The design had to address the complex organization of the judicial process in modern societies. The building programme is consequently divided into three, indirectly connected sections: the public services, the offices of the judiciary and the courtrooms. This tripartite organization is expressed in different structural systems.
Public services are on two levels along the longitudinal axis of the building. The welcoming staircase of the main entrance foyer provides access to all the public services on the first floor. On the ground floor, a long corridor connects the secondary functions: a multi-purpose room, the library and the café. The latter opens onto a public space used for gatherings, events and happenings. A steel-framed roof extends beyond the external walls, providing shelter and underlining the space's public purpose.
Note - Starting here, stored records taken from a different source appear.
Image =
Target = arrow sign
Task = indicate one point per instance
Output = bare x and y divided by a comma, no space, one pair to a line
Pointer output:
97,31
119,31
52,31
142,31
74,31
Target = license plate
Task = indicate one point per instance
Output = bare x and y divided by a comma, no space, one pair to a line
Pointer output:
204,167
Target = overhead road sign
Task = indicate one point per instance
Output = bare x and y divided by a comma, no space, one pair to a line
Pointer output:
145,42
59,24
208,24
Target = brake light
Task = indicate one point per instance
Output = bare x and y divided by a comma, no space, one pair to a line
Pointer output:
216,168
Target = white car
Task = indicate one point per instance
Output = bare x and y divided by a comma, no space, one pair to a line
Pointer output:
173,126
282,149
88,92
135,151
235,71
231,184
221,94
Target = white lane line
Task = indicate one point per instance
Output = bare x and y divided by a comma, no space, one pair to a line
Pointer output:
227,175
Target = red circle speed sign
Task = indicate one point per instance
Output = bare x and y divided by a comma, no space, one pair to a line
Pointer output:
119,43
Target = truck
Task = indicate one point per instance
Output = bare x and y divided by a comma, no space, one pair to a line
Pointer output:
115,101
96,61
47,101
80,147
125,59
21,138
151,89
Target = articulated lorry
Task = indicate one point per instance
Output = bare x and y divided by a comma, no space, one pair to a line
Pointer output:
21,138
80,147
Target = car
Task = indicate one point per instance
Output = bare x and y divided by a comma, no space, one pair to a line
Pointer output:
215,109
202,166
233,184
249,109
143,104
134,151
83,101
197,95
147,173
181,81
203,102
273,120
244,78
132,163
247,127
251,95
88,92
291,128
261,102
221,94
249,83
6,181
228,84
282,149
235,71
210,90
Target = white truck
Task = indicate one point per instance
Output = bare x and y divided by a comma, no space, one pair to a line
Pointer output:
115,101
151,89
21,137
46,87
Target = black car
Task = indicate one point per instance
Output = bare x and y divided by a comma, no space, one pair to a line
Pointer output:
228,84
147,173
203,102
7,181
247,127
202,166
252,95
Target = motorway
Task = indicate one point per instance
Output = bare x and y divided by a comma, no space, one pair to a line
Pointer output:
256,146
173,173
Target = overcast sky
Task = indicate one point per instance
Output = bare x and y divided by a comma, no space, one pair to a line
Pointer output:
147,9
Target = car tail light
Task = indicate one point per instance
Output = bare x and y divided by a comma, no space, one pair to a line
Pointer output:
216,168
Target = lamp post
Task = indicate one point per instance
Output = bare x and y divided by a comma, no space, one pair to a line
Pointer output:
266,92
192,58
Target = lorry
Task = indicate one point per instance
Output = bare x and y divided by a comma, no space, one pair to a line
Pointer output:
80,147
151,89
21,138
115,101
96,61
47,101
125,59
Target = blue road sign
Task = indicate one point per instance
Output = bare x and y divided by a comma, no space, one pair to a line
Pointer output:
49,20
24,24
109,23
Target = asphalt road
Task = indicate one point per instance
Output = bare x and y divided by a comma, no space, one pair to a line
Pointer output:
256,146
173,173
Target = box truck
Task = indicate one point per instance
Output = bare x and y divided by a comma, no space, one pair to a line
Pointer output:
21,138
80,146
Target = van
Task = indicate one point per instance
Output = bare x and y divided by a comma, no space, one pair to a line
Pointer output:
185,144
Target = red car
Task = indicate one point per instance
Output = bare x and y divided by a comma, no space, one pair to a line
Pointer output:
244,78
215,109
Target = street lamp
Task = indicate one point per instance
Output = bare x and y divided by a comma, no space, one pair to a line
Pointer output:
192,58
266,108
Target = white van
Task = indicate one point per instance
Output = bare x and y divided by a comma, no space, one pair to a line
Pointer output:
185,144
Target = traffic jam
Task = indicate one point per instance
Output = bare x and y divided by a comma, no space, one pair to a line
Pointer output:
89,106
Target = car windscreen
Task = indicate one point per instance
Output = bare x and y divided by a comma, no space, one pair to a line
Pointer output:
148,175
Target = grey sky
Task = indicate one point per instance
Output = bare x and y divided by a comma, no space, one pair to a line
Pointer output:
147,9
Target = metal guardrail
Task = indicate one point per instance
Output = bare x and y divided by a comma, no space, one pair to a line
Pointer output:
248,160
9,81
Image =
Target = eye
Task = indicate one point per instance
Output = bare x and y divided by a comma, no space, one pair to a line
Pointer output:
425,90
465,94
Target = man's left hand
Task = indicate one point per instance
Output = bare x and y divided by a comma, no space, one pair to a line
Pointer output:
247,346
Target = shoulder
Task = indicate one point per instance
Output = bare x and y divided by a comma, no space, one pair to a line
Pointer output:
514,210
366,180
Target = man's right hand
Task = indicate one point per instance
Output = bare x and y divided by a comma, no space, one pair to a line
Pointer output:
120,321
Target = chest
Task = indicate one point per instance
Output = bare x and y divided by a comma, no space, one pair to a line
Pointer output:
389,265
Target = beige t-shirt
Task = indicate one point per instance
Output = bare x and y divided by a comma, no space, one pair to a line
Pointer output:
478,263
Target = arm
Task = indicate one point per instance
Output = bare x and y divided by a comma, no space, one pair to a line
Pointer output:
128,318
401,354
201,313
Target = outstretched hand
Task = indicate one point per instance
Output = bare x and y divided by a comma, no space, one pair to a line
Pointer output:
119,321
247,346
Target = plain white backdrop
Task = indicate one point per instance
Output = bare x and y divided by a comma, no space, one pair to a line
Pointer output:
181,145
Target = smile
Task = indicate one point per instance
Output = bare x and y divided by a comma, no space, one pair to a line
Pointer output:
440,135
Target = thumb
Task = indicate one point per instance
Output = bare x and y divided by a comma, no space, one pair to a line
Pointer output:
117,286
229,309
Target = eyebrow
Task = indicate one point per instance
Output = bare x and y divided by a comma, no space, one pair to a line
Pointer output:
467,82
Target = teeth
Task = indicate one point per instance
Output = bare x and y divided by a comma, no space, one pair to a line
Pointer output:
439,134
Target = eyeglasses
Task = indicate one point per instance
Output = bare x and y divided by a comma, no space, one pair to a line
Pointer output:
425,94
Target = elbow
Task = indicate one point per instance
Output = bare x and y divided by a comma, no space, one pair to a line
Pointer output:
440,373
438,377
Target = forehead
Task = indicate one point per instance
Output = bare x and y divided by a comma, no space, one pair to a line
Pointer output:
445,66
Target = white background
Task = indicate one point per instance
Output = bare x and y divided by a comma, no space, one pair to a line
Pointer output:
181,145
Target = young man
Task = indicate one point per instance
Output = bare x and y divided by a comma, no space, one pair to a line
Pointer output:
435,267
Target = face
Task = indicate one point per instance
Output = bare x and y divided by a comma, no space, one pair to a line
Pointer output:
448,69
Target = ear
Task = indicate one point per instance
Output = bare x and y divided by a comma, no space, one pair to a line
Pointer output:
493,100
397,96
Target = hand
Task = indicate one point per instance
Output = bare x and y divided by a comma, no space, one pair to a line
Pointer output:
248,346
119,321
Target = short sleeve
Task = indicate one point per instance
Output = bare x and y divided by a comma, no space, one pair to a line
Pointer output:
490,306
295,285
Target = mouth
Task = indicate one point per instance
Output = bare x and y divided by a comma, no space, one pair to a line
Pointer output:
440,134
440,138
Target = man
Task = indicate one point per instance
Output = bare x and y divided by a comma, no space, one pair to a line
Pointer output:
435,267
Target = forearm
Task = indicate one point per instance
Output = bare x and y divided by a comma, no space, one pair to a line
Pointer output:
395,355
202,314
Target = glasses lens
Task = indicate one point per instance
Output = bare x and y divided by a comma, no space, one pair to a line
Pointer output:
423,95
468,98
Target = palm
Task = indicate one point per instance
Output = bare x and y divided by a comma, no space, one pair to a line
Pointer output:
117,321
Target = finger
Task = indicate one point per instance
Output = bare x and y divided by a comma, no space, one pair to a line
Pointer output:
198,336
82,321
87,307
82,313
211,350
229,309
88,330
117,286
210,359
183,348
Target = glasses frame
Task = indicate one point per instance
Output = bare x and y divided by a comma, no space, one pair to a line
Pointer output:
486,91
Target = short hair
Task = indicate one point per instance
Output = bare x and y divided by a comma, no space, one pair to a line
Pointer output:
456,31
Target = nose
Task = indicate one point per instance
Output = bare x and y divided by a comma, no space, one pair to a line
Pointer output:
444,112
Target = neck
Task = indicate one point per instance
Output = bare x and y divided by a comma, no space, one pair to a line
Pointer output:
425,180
The two floors of court offices are housed in a triangular, concrete volume of conventional structure. In this introverted part of the building, movements and connections are internally organized. There is direct access from the underground car park. Offices and meeting rooms are organized along a V-shaped internal corridor. Enclosed light wells enhance the sense of introversion while transparent glass surfaces heighten the effect of a three-dimensional labyrinth. Bridges spanning the light wells lead directly to the courtrooms.
Between the offices and the public services are thirteen courtrooms. They are the most prominent feature of the building: functionally – as the place where trials are held; structurally – a sophisticated steel construction; morphologically – owing to the distinctive curvilinear geometry; and visually – the external cladding is green titanium zinc. They are visible from almost every viewpoint. Inside they appear as floating volumes in the double-height space while on the outside they define the building's skyline.
The Supreme Court also incorporates an existing, restored neo-classical building, a typical early-20th-century structure built in porous, yellow, local stone. The old building has been dramatically reconfigured with exhibition space on the ground floor and the publications office on the floor above. The juxtaposition of old and new generates a dialogue between static and dynamic spatial geometry, between old and new materials, between traditional and innovative structure. An elevated steel bridge simultaneously connects them and underlines their differences.